Dans l’Évangile d’aujourd’hui, ce n’est pas le fils qui court, mais le vieux père qui retrouve la jeunesse de ses jambes. « Il courut à la rencontre du fils, se jeta à son cou et le couvrit de baisers » (Luc 15, 20). Le père ne se souciait pas de l’odeur des porcs que le fils devait encore porter sur lui. Et lorsque le fils commence à avouer sa culpabilité, le père ne le laisse même pas finir. Le fils n’a même pas eu le temps de dire : « … traite-moi comme l’un de tes ouvriers ». Le père lui coupe la parole et dit à ses serviteurs : « Vite, apportez-lui le plus beau vêtement pour l’habiller, mettez-lui une bague au doigt et des sandales aux pieds » (Luc 15, 22).

On interprète ces quatre signes de l’amour et de la miséricorde du père ainsi : le baiser signifie que le fils retrouve la relation avec le père ; les vêtements sont le signe de la dignité du fils ; la bague est considérée comme un signe d’appartenance à une personne ou à une famille ; et les sandales sont un signe de liberté, car les esclaves marchaient alors pieds nus. Le père a fait abattre le veau gras, qui était là pour les occasions festives. Mais maintenant, c’est une occasion particulière : « Mon fils était mort… et il est revenu à la vie » (Lc 15, 24). « Et ils commencèrent à festoyer » (Luc 15, 24).

C’est la repentance telle que Dieu la conçoit. C’est cela le sacrement de réconciliation !

Chers frères et sœurs, Jésus dit : « C’est ainsi qu’il y aura de la joie dans le ciel pour un seul pécheur qui se convertit » (Luc 15, 7). La fête au ciel sera célébrée d’une manière ou d’une autre. Que tu sois présent à cette fête, cela dépend de toi.

En ce Dimanche de « Laetare », Dimanche de la joie, Jésus nous montre le véritable visage de Dieu :

Il est un Père miséricordieux. Il t’aime tel que tu es et il voit le bien en toi.

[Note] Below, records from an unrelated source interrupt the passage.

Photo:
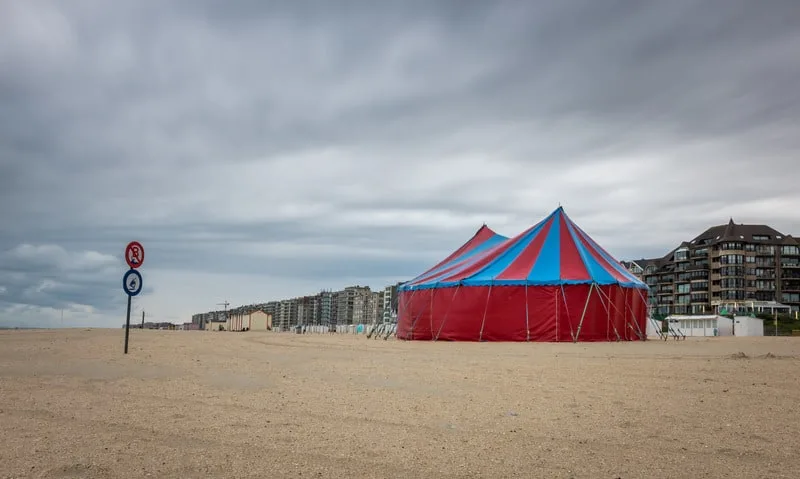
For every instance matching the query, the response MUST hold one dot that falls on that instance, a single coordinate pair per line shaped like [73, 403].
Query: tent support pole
[527, 322]
[485, 310]
[566, 308]
[608, 310]
[431, 315]
[633, 314]
[583, 315]
[411, 326]
[452, 300]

Une dame m’a dit un jour : « Frère Jean-Bertrand, j’ai découvert la présence de Dieu dans ma vie et maintenant, je sais qui Il est. Non seulement je le sais, mais j’en ai fait l’expérience. Pour la première fois, j’ai pu remercier Dieu même pour les moments difficiles de ma vie. J’ai appris qu’il est tout aussi aimable, miséricordieux, et qu’il m’aime tel que je suis. Dieu écrit droit avec des lignes courbes. » Amen.